Pour autant, elle est aussi une femme de son époque, troublée des privautés de son mari qu’elle ne sait pas toujours appréhender ou soumise au regard de sa mère et à son sens des convenances.
Les personnages secondaires, à commencer par Mary Brandt la gouvernante ou Emily, la meilleure amie de Cassandra, apportent un vrai plus à l’histoire et une profondeur pour confesser des sentiments parfois difficiles à formuler.

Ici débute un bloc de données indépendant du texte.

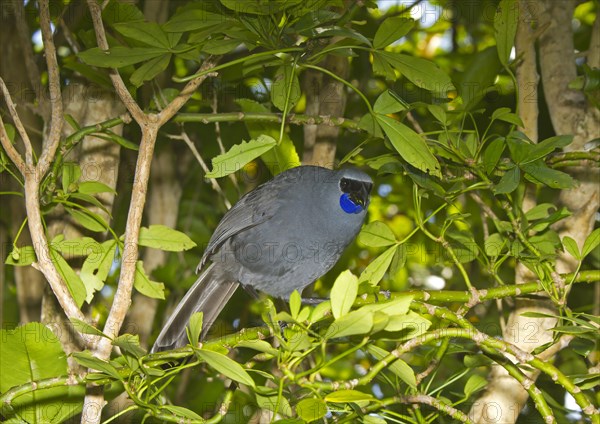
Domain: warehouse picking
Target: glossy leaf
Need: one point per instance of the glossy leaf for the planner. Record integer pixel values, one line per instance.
(311, 409)
(355, 322)
(31, 353)
(145, 286)
(285, 89)
(150, 69)
(343, 293)
(398, 367)
(70, 277)
(391, 30)
(375, 271)
(376, 234)
(505, 28)
(119, 56)
(410, 145)
(226, 366)
(164, 238)
(389, 102)
(239, 155)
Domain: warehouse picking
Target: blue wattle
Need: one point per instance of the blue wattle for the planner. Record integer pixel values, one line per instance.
(348, 205)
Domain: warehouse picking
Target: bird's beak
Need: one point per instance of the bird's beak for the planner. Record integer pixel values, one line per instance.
(361, 196)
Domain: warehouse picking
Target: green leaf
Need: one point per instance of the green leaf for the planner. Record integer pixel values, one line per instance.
(375, 271)
(509, 181)
(382, 67)
(439, 113)
(343, 293)
(31, 353)
(149, 33)
(89, 220)
(480, 74)
(85, 328)
(348, 396)
(73, 281)
(494, 245)
(116, 12)
(130, 343)
(397, 306)
(195, 19)
(311, 409)
(220, 45)
(411, 325)
(145, 286)
(226, 366)
(504, 114)
(285, 87)
(474, 384)
(539, 173)
(545, 147)
(539, 211)
(150, 69)
(94, 187)
(71, 174)
(239, 155)
(182, 412)
(195, 327)
(591, 242)
(492, 154)
(410, 145)
(391, 30)
(21, 256)
(571, 245)
(98, 264)
(398, 367)
(164, 238)
(355, 322)
(389, 102)
(421, 72)
(284, 155)
(87, 360)
(376, 234)
(119, 56)
(505, 28)
(295, 303)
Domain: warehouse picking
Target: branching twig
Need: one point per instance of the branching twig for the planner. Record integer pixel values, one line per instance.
(213, 182)
(12, 152)
(33, 72)
(131, 105)
(54, 88)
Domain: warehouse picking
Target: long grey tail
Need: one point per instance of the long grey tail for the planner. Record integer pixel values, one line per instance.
(209, 294)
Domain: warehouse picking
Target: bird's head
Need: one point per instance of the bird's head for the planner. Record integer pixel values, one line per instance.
(355, 187)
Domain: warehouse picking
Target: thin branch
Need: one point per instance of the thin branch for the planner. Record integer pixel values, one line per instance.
(190, 88)
(213, 182)
(33, 72)
(206, 118)
(10, 150)
(12, 109)
(438, 404)
(54, 84)
(124, 94)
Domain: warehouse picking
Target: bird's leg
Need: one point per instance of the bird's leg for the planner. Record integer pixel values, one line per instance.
(313, 300)
(385, 293)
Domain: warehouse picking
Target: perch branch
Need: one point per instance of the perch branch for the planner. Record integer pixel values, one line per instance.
(131, 105)
(56, 112)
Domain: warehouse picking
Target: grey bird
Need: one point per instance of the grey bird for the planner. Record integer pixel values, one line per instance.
(280, 237)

J’ai été sensible, également, à la progression de l’histoire. J’ai dévoré ce roman, comme souvent, totalement happée par le rythme et l’évolution de l’intrigue, inquiète des moments qui semblaient précipiter nos héros dans l’impasse, suspendue aux stratégies développées, en grande partie par Cassandra, pour vaincre la fatalité. Et une fois de plus, Pauline Libersart dose parfaitement les rebondissements et les coups de théâtre pour nous offrir une romance historique de grande qualité, un histoire d’amour et de passion, celle du Comte selon le titre, mais aussi celle de son délicieux bibelot, de cette perle de la saison qui rappelle que, quelle que soit l’époque, il serait imprudent de sous estimer une femme amoureuse!
L’intrigue est, comme toujours, très bien menée, l’écriture est des plus agréables, les personnages attachants. C’est encore un coup de maître et une lecture à ne pas rater, ne serait-ce que pour les beaux yeux d’Alexander et tout ce que Cassandra révèle sous les apparences de la parfaite aristocrate.